El Gobierno de EEUU ha solicitado a OpenAI que limite la distribución de GPT 5.6, su próximo modelo de inteligencia artificial, a un número reducido de socios aprobados por la Administración. Esta decisión, según CNN, se debe a las capacidades avanzadas de este modelo.
La petición se produce pocos días después de que la Administración Trump impusiera una orden de control de exportaciones a Anthropic, lo que llevó a esta compañía a retirar del mercado sus modelos más avanzados: Mythos y Fable. Este episodio generó preocupación en Washington y Wall Street debido a las capacidades de ciberseguridad de dichos modelos, considerados un vector de riesgo sin precedentes por algunos expertos.
Fuentes indican que tanto la Administración como OpenAI coinciden en que GPT 5.6 tiene un potencial similar al de Mythos, lo que lo convierte en el segundo modelo de frontera sometido a un escrutinio gubernamental en cuestión de semanas.
OpenAI ha aceptado esta restricción como una medida provisional para poder lanzar el modelo públicamente. Sam Altman, CEO de la compañía, describió la situación en un informe interno como un «momento extraño» debido a la falta de un marco regulatorio claro para los modelos de IA. En el mismo documento, Altman explicó que el Gobierno está aprobando el acceso «cliente por cliente», una estrategia que la compañía acepta pero no respalda.
La postura oficial de OpenAI es clara: «Hemos dejado claro al Gobierno de EEUU que este no es nuestro modelo preferido a largo plazo, y trabajaremos con ellos y otros actores del sector para alcanzar un enfoque más sostenible en futuros lanzamientos», escribió Altman.

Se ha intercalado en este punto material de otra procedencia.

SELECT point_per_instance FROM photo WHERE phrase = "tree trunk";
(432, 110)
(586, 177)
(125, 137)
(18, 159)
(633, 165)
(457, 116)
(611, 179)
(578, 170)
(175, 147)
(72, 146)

La Casa Blanca, por su parte, ha declarado a CNN que «continúan colaborando con los laboratorios de IA de frontera para desarrollar enfoques compartidos». Hasta el momento, OpenAI no ha emitido más comentarios al respecto.
La situación regulatoria se complica aún más con la reciente orden ejecutiva firmada por Donald Trump, que solicita a las empresas con modelos avanzados someterse a una revisión gubernamental voluntaria 30 días antes de cada lanzamiento, aunque el marco de implementación aún no se ha establecido.
La gestión del caso OpenAI refleja la confusión actual, ya que la petición provino de la Casa Blanca, mientras que la prohibición de exportación a Anthropic fue emitida por el Departamento de Comercio, dos organismos distintos que utilizan instrumentos diferentes sin aparente coordinación.
Brad Carson, director de Public First, un superPAC bipartidista a favor de la seguridad de la IA, ha criticado la falta de un marco regulatorio claro, señalando que actualmente existe un enfoque ad hoc, personalizado y opaco. Carson reconoce que el Gobierno tiene la autoridad para retirar productos peligrosos del mercado, incluidos los modelos de IA, pero advierte que este proceso debe ser transparente y equitativo. Por el momento, GPT 5.6 no tiene una fecha de lanzamiento público confirmada.